Snowplow-emr-etlrunner exit code 3 on empty input bucket

#1

When snowplow-emr-etlrunner finds no new files to process in aws.s3.buckets.raw.in, it returns exit code 3 and logs to debug: “No logs to process: No Snowplow logs to process since last run”.

I am running snowplow-emr-etlrunner as a step in a bash script in a cron job. The script starts with “set -e” so that if any step fails (exit code != 0), subsequent steps will be canceled. In the case of no new data, I would like for the wrapper script to continue and run the other steps.

I can wrap the call to snowplow-emr-etlrunner in a conditional so it will ignore exit code 3 and keep running if there is no new data; but before I do that, thought I would check here to see if

  • Is there a way to configure snowplow-emr-etlrunner so it will return 0 on empty input buckets?

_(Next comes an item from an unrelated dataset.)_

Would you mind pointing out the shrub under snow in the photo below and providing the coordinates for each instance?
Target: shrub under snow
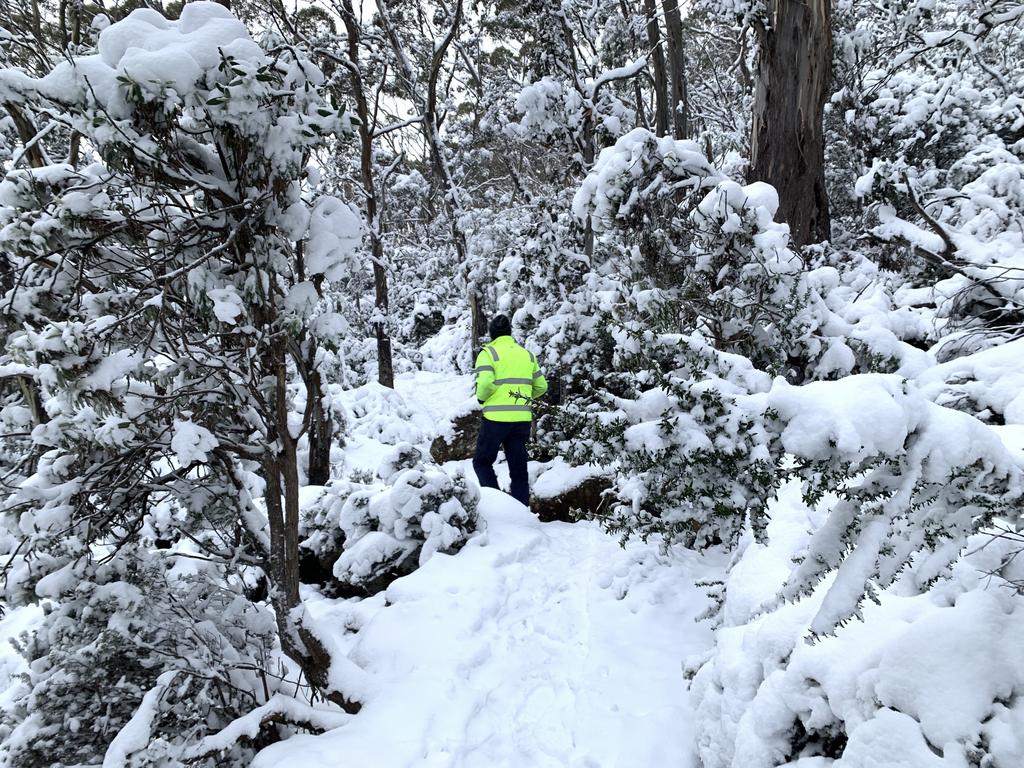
(371, 532)
(925, 681)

  • Are there other conditions that lead to exit code 3 that are less innocuous?

#2

Hi @wleftwich,

As per https://github.com/snowplow/snowplow/blob/master/3-enrich/emr-etl-runner/bin/snowplow-emr-etl-runner, the only reason for exit code 3 is no data to process in input S3 bucket.

Cheers,
GE

#3

Thanks @grzegorzewald.

In case it’s useful to anyone else, here is how I trap exit code 3.

#!/bin/bash

set -e
# Do various things, exit if any command returns != 0

set +e
./snowplow-emr-etl-runner run -c config.yml -r resolver.json -n enrichments -t targets -l lockfile
ret=$?
if [ $ret -ne 0 -a $ret -ne 3 ]
then 
	exit $ret
fi
set -e
#4

@wleftwich, we use Factotum internally. It provides a dedicated property, terminateJobWithSuccess, not to raise an exception on the exit codes (other than 0) you provide with it. The idea though is the same as in your shell script.

There are other exit codes you might consider:

  • 3: NoDataToProcessError
  • 4: DirectoryNotEmptyError
  • 17: LockHeldError

You can find them in the code here.